Nthabiseng Mokake
Managing Director
Women in Science. Africa
Women in Science.Africa is proud to celebrate Africa’s Women of Science, as part of our Women’s Month celebration in August 2020.
In a male dominated field, these heroines have risen head and shoulders above gender bias and claimed their position in the echelons of leadership within the academic, corporate and government circles.
We also present profiles of some of the women worth celebrating, with hindsight that there are hundreds more out there who are also equally engaged in remarkable work of science.
We say Africa is privileged to have such women of courage and dedication at an era where there is an upsurge in complicated diseases such as the coronavirus otherwise referred to as COVID-19.
African has never required healthcare workers more than the year 2020, when the continent is faced with a devastating pandemic that has put the continent’s inhabitants at stake.
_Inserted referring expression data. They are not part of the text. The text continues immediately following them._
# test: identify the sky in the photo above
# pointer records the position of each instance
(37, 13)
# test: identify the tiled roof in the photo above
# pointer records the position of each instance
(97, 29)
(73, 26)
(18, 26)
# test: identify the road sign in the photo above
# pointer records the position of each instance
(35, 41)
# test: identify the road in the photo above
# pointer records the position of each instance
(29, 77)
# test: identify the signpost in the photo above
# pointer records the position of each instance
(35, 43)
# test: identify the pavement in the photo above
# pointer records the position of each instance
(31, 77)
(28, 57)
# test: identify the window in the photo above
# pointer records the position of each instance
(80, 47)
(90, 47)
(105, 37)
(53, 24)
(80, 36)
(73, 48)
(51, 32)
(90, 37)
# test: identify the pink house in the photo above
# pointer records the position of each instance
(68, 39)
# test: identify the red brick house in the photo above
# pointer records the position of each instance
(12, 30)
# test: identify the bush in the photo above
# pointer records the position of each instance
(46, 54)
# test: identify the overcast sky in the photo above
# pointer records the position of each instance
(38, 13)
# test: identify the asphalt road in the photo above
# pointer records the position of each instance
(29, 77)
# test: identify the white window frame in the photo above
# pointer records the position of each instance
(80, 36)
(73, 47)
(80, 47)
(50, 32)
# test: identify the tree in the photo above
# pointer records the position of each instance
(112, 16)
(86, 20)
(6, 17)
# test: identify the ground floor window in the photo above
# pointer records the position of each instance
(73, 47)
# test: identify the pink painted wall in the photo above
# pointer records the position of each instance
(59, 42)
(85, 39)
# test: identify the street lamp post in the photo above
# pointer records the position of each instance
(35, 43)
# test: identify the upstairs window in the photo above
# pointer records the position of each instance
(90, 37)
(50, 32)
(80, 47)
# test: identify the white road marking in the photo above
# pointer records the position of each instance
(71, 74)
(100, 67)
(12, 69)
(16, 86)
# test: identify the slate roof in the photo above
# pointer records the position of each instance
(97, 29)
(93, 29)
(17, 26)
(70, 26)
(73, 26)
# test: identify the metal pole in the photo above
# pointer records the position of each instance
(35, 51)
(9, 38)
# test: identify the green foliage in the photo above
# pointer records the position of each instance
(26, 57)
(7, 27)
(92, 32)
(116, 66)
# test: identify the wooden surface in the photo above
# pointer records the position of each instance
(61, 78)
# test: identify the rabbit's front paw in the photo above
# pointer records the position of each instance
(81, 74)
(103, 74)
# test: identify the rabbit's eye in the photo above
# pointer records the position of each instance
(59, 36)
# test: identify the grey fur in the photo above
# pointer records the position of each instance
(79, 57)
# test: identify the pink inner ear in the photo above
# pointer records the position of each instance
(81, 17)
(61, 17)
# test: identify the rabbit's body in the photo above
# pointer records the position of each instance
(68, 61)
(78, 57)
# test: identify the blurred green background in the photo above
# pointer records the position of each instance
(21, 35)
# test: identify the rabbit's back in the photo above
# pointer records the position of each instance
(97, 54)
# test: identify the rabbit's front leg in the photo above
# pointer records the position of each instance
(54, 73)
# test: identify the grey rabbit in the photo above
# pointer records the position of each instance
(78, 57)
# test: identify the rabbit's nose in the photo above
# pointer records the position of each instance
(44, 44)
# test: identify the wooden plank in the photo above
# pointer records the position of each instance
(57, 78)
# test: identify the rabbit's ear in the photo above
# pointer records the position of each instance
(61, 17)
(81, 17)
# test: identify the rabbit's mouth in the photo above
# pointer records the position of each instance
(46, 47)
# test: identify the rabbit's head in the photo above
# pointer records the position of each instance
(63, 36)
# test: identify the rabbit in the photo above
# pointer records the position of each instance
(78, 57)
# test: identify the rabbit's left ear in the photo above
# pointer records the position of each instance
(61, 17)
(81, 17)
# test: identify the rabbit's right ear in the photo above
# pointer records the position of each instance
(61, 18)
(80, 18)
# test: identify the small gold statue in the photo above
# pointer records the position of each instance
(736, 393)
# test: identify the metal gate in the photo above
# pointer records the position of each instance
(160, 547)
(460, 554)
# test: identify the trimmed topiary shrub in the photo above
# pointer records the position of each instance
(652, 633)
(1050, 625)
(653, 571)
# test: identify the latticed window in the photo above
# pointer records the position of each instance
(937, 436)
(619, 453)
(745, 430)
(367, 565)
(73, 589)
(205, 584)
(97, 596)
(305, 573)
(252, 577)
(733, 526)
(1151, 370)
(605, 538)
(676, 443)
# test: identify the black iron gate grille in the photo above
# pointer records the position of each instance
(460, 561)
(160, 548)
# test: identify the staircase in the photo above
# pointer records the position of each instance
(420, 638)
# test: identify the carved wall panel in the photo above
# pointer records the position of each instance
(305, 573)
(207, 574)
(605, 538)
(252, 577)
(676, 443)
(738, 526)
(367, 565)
The COVID-19 pandemic has adversely affected economies, as fiscal budgets were revised, with a bulk of treasury focused on fighting the pandemic. It played havoc on medical staff at the frontline of the fight. Reports said in South Africa alone, over 500 healthcare workers had tested positive for COVID-19 while in Kenya the number was said to be about 250. The continent’s most populous nation, Nigeria, recorded the highest infection rate of medical staff at 800. In reports, the World Health Organisation gave credence to the fact that a majority of such healthcare workers are women, in the nursing profession.
Doubts on the accuracy of statistics in the infection as well as mortality rates have further warranted more robust data collection and dissemination tools, to assist in strategies employed to combat the scourge. Reports that health care workers were prosecuted in Egypt for revealing the acute shortage in personal protective equipment PPE as well as errors in computing the number of fatalities are disturbing.
The marauding virus has presented a clarion call on governments to increase budgets focused on increasing the enrolment of young women and girls in Science, Technology, Engineering and Mathematics (STEM).
This issue of Women in Science in Africa comes a month later after the African Academy of Sciences published results of a study headlined “Factors which Contribute to or Inhibit Women in Science, Technology, Engineering, and Mathematics in Africa.”
This report discussed a wide range of issues posing as a deterrent such as stereotypes, lack of enabling policy formulation patriarchal attitudes and other stumbling blocks that affected the choice of women to pursue and succeed in STEM.
It also correctly found that the success of women already working in STEM was highly influenced by the work environment—the recruitment process, promotion and gender relations played a great role in women’s success or failure in STEM.
We also draw readers’ attention to the significance of mentorship as a very necessary form of guidance for girls and youth who have interest in science but lack role models.
Prolific writer John C. Maxwell writes that “one of the greatest values of mentors is the ability to see ahead what others cannot see and to help them navigate a course to their destination.”
This holds true of our academics who are devoting hours of their personal time to visit schools and forming concentrated groups to encourage youth to excel in science.
We wish all our women a happy month and encourage them to continue sharpening their knowledge and skills in science, technology, engineering and mathematics.